Modulating nickel-iron active species via dealloying to boost the oxygen evolution reaction.

Abstract

The surface structure and composition of pre-catalysts play a critical role in the surface reconstruction process toward active species during the anodic oxygen evolution reaction (OER). Surface modified methods can accelerate the OER process of alloy ribbons, but the understanding of pre-catalysts and the structure/reactivity of the reconstruction (active) species is still insufficient. Herein, we report a two-step dealloyed Ni-Fe-P alloy ribbon as a highly efficient OER electrocatalyst. By adjusting the surface-derived component, we could regulate Ni/Fe hydroxide active species on the Ni-Fe-P alloy ribbon, enhancing the OER performance.

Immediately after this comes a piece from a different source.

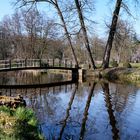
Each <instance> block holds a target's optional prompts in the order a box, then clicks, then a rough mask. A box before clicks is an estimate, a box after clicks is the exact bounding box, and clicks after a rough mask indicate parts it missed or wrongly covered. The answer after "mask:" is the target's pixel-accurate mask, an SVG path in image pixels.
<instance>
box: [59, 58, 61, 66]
mask: <svg viewBox="0 0 140 140" xmlns="http://www.w3.org/2000/svg"><path fill="white" fill-rule="evenodd" d="M59 67H61V60H60V59H59Z"/></svg>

The oxidation and release of P driven by dealloying plays a key role in constructing optimal β-NiOOH/FeOOH catalytic species on Ni-Fe-P. The optimal β-NiOOH/FeOOH active species enables Ni-Fe-P alloy to obtain a 104 mV of reduction in overpotential (at 10 mA cm-2) and a 78-fold increase in current density (at overpotential: 300 mV) compared to undealloyed Ni-Fe-P. Our work provides valuable insights into the relationship between the surface structure/composition of alloy bulk electrocatalysts and surface-reconstructed species and a rational design of a surface treatment process.